So, I chose to get married on 01.01.11, two years ago.
Ushering in the New Year with such an important event is wonderful. It’s the best thing to do because it's impossible to forget. Yet, that is also one of the worst features about getting married on New Year’s Day – you forgo every other celebration to make way for something way more important, thus causing a huge void in your heart when you’re forced to make way for things that cannot be changed.
Obviously, I wanted this year to be better than the last, but, oh well.
Am I even making sense here, you think?
So, I celebrated my 2nd Anniversary alone. Well, sort of.
I was basically dealing with a clingy baby who refused to be left alone and because of that, he didn’t want to sleep. Because of that, I became agitated and he obviously sensed it and it made things so much worse. At one point, I had to take a breather and left him to cry in the playpen. And when I walked back into the room, he gave me the most dazzling toothy smile like he was so pleased to see me. I literally melted so I picked him up, planted kisses and blew bubbles on his cheeks and tummy. And soon after, we dozed off together.
At some point yesterday, after I had chowed down millions of empty calories for quick energy, I decided to stop feeling sorry for myself. I strapped my baby onto his car seat and went off to Alamanda for dinner. During dinner, we did our own stuff and kept to ourselves. We had both been focussing so much of our energy, love and attention on each other, not just yesterday but also for the past 3 months or so, especially and I needed that time off. And I kind of think that my baby appreciated that too.
My husband was so surprised that I let my baby entertain himself during dinner, but hey, I’m only human.
Basically that was how I spent the day. Alone, tired and hungry.
Yet, despite being alone, I longed for that moment of solitude. For that rare moment when I’m not running the house or slipping away from my baby to get a chore done or for that moment of uninterrupted time in front of my laptop.

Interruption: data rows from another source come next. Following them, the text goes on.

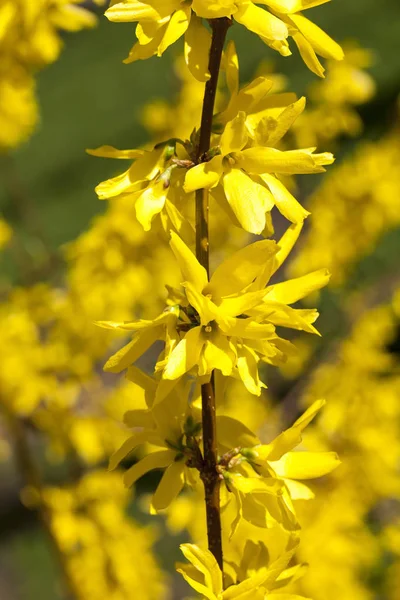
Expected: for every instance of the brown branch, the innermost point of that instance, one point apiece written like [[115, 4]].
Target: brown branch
[[209, 473]]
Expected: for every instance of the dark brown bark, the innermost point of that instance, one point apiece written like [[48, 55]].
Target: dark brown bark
[[209, 473]]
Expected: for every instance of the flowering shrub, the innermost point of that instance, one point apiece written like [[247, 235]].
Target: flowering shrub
[[210, 212]]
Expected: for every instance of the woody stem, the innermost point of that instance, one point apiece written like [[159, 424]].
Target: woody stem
[[209, 473]]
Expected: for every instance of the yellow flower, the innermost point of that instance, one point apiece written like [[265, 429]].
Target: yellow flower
[[172, 427], [205, 577], [266, 498], [161, 23], [277, 458], [247, 173], [152, 182], [227, 323]]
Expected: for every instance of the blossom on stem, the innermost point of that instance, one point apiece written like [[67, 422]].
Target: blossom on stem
[[227, 323], [173, 428], [161, 23], [247, 172], [205, 576]]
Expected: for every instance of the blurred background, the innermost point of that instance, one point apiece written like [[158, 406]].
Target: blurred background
[[87, 98]]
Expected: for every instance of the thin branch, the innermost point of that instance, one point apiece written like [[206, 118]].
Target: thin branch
[[209, 472]]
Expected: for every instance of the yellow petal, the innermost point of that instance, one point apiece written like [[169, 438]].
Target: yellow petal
[[286, 244], [247, 364], [150, 203], [132, 351], [270, 136], [111, 152], [287, 204], [298, 490], [241, 268], [133, 11], [270, 160], [185, 355], [305, 465], [204, 561], [176, 27], [293, 290], [307, 53], [321, 42], [207, 310], [218, 354], [231, 65], [261, 22], [309, 415], [249, 200]]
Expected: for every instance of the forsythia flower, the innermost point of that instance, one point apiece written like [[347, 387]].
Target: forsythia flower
[[247, 174], [152, 182], [161, 24], [267, 497], [171, 427], [227, 323], [205, 576]]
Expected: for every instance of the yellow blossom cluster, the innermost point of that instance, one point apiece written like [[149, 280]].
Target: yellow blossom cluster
[[100, 544], [161, 24], [350, 527], [353, 208], [219, 327]]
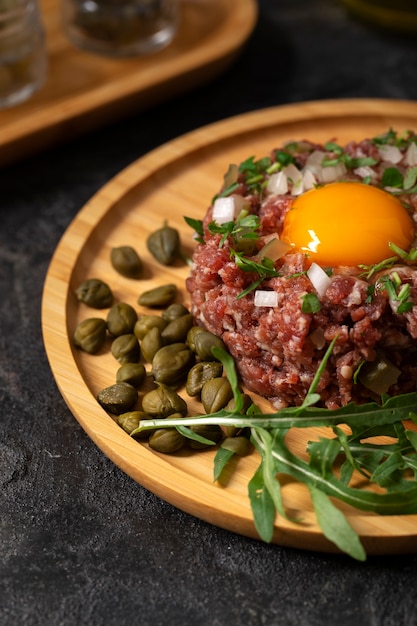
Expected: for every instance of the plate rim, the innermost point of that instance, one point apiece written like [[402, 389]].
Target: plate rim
[[59, 274]]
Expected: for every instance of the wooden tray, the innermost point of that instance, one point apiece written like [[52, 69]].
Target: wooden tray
[[175, 180], [84, 91]]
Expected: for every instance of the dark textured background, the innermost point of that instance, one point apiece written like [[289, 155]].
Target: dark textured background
[[80, 542]]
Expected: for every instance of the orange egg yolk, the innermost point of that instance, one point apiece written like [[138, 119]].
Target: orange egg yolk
[[347, 223]]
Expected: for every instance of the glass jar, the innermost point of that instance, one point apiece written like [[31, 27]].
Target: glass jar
[[23, 60], [400, 15], [115, 28]]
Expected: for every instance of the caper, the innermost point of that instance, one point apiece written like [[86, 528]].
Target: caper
[[132, 373], [239, 445], [90, 334], [118, 398], [204, 342], [177, 329], [162, 402], [230, 431], [191, 335], [171, 364], [126, 261], [121, 319], [166, 440], [130, 421], [173, 311], [215, 394], [151, 343], [212, 432], [164, 244], [95, 293], [125, 348], [146, 322], [200, 373], [159, 296]]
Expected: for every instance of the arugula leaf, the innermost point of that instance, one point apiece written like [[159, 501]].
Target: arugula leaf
[[335, 526]]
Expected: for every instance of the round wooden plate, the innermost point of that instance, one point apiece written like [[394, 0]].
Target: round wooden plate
[[176, 180]]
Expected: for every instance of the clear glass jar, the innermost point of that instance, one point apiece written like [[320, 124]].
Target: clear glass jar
[[115, 28], [400, 15], [23, 60]]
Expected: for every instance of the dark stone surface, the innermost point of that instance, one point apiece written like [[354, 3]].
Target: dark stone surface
[[80, 542]]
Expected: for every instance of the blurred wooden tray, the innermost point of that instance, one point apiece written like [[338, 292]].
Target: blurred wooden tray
[[84, 91], [179, 179]]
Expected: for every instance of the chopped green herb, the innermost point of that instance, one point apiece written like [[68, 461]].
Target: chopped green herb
[[392, 177], [310, 303]]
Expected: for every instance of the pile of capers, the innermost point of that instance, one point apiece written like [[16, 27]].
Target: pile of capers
[[179, 356]]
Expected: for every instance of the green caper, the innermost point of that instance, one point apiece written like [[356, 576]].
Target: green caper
[[146, 322], [151, 343], [239, 445], [95, 293], [173, 311], [166, 440], [177, 330], [125, 348], [164, 244], [230, 431], [215, 394], [130, 421], [121, 319], [118, 398], [171, 364], [204, 342], [200, 373], [126, 261], [90, 334], [191, 335], [132, 373], [212, 432], [159, 297], [162, 402]]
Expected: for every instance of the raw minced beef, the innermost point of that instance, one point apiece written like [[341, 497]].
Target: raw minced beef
[[277, 350]]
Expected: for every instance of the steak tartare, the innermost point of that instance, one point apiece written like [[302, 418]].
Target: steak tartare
[[278, 301]]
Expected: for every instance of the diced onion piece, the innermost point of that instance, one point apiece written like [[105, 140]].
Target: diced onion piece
[[333, 172], [318, 278], [227, 209], [309, 180], [314, 164], [411, 155], [274, 249], [266, 298], [392, 154], [364, 170], [294, 175], [277, 184]]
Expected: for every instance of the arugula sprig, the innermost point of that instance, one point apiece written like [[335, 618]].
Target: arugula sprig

About 10 minutes to midnight on 01.01.2013, I switched on my laptop and drafted 2 posts, both of which sounded so… fake. In the end, all I could think about is my baby’s toothy smile and his masham smell.
I switched off my laptop and joined him on the bed, dozing off while watching him sleep.
Soon after, he woke up searching for me and came crawling towards me with his eyes closed.
At that point, all waterworks broke loose. I should have been more grateful. After all, there is no one else on earth who could offer me such pure and unconditional love even after how I acted.
I may be the victim of circumstance, but he shouldn’t have become the victim of my emotions.
There’s always next year. Insya Allah.